THE CLOSET SANCTUARY
I recall the clever solution that my friend, Carolyn Beiderman a former opera singer created at a time when her children were quite small, mischievous and investigative. She created her sanctuary in a medium size closet, installing therein shelves to hold her opera scores and personal memorabilia, white plastic head forms to hold her wigs, a mirror on the inside of the closet door and a makeup station. “I drew funny faces on the white head forms that scared the children away,” she recalled. “On the door I placed a “Private” sign and everyone in the family knew this was my special place.”
A WRITER ON A SHELF
I was always amazed by my late writer friend, Irene Kleeberg. She was married to a book publisher and everywhere you looked in their apartment books were piled up and there wasn’t a clear space for her work. So she created a sturdy shelf on the inside door of a medium size kitchen closet on which she anchored her typewriter, as there were no computers at that time. In this unlikely arrangement she managed to produce numerous magazine articles that she sold to major magazines. Her focus and creativity was abetted by shelves inside which held her reference books, tools of the trade, and assorted personal items. Not only was this an innovative solution to her daily writing but she also managed to produce self-help books that were very popular.
A NOSTALGIC SETTING
There are some people who are spiritually minded and prefer to create a sanctuary place where they can revere their family and friends. It can be as simple as a place on the top of a bureau or in the corner of a room where they display framed pictures of their loved ones and often add mementos, like a flower, an item of clothing, something that identifies with their departed relative and provides a happy memory. In a similar fashion like other people I have placed silver framed photos of my family and special friends on the top of my closed baby grand piano. It brings pleasure just to look at a photo and to remember the people pictured and the occasion when the photo was taken.
MEN AND SANCTUARY
It’s common knowledge that men have always had their special place to retreat to and get away from it all.
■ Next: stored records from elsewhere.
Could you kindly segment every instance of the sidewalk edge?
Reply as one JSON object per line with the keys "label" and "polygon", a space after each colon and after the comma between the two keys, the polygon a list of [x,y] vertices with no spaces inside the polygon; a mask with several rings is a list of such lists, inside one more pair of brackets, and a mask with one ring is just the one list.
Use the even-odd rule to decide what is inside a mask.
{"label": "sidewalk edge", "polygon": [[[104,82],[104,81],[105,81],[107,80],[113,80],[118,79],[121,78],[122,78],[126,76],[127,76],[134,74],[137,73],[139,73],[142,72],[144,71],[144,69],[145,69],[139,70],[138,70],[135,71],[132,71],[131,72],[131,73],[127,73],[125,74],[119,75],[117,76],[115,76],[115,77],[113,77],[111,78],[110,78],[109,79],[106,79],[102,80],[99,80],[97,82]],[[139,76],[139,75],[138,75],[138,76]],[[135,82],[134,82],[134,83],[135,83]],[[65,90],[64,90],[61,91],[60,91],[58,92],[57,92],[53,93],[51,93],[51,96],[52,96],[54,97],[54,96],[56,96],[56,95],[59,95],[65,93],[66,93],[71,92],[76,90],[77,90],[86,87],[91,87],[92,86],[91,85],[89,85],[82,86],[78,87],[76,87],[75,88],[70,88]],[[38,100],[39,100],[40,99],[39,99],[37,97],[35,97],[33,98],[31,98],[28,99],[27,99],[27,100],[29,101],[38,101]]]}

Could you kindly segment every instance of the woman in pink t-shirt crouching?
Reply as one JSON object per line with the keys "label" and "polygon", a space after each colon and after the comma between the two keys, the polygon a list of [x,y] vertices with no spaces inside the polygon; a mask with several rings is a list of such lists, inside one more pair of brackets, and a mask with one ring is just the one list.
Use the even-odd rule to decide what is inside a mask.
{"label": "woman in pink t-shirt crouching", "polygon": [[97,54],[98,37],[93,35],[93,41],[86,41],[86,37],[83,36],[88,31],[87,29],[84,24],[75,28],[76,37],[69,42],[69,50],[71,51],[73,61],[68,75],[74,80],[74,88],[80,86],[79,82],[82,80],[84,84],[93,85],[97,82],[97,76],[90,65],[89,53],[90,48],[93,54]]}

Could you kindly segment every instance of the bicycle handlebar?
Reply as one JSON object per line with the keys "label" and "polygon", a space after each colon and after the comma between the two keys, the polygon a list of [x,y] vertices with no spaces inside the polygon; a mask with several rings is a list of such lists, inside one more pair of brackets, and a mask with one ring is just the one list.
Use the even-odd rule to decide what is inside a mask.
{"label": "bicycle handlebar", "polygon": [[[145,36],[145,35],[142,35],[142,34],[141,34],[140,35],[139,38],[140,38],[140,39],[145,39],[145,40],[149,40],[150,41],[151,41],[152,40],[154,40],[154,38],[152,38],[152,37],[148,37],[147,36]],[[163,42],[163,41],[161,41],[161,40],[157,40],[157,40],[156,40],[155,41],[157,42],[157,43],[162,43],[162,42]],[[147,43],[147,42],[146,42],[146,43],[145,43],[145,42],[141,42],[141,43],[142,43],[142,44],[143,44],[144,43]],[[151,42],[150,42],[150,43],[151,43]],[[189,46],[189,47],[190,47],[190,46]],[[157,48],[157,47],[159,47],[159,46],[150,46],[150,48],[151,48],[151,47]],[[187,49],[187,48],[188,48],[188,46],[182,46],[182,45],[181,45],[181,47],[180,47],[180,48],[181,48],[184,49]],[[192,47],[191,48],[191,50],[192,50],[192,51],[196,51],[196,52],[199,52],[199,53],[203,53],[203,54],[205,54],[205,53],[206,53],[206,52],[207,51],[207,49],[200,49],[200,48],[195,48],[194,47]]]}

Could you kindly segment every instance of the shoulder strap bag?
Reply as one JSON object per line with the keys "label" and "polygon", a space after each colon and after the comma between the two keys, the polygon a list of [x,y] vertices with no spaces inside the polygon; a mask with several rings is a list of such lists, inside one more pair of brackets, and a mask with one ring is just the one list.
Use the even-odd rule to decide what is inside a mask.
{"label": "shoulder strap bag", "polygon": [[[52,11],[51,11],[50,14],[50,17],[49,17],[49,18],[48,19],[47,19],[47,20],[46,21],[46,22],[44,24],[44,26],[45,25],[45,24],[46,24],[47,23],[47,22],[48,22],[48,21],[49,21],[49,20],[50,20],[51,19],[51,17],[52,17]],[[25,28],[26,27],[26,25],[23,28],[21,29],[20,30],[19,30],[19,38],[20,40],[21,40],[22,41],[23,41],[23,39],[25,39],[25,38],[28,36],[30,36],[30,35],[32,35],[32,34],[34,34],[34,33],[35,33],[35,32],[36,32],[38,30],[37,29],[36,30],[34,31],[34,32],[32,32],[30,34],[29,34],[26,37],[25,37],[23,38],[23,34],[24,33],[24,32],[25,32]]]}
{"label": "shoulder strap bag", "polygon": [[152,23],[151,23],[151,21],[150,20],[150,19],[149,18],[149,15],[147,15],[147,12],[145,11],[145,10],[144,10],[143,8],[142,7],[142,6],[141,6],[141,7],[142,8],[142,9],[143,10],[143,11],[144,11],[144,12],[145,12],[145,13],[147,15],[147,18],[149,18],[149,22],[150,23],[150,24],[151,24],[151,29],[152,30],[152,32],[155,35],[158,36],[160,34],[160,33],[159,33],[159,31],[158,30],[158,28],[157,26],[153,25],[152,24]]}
They have the den to watch sports, the porch on which to smoke, the garage to tinker with the car or a workplace with tool setup. That’s how they cope with creating their own space and a good thing too. My sister-in-law once said about her husband who took endless hours away to build a small boat in their large garage, “Well, at least I know where he is at all times.” Women however, have always had their kitchen or sewing area but those are really work rooms and do not cut it as a sanctuary.
A refuge from a hectic life can be built to accommodate all sorts of desires. Whether it is meditating, listening to music, writing, thinking, praying, creating or daydreaming finding a private place to call your own is a good thing to bring peace and harmony into your life.